How to Perform a Re-Sync

The only way to ensure that the data in your external system is consistent with what is in MongoDB is to delete and re-index all documents in the target. After all data is removed, you may delete the oplog progress file (usually called "oplog.timestamp") and re-start mongo-connector. Mongo-connector will then perform a collection dump, re-indexing all your data. Be careful and double-check that you are deleting only and exactly what you mean to delete.

MongoDB

The simplest and fastest way to remove data from MongoDB is to drop the database:

mongo
> db.getSisterDB("<database name>").dropDatabase()
{ "dropped" : "<database name>", "ok" : 1 }

Or only drop a collection:

> db.getSisterDB("<database name>").<collection name>.drop()
true

Solr

You can remove all data by sending a GET request to a URL:

http://<hostname>:<port>/solr/<core name>/update?commit=true&stream.body=<delete><query>*:*</query></delete>

Elasticsearch

You can remove all data quickly and efficiently by deleting the index and re-creating it:

curl -XDELETE http://<hostname>:<port>/<index name>
curl -XPUT http://<hostname>:<port>/<index name>

After this, you should refresh the index to make these changes visible:

curl -XPOST http://<hostname>:<port>/<index name>/_refresh

Alternatives

There aren't any other methods to restore a consistent state with the source MongoDB replica set or cluster.
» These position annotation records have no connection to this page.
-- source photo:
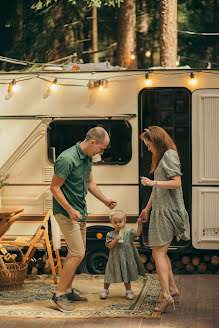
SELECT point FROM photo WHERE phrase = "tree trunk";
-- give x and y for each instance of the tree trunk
(168, 33)
(18, 30)
(126, 35)
(59, 49)
(142, 36)
(95, 34)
However, you can get mongo-connector simply running again by deleting the oplog progress file and restarting mongo-connector. This causes mongo-connector to perform a collection dump, re-saving the latest versions of all documents, then start tailing the oplog. This does not bring your target to a consistent state but may be suitable for pure insert/update use cases. If any delete operations were clobbered by the oplog collection rollover, mongo-connector cannot catch them without a proper re-sync (described above).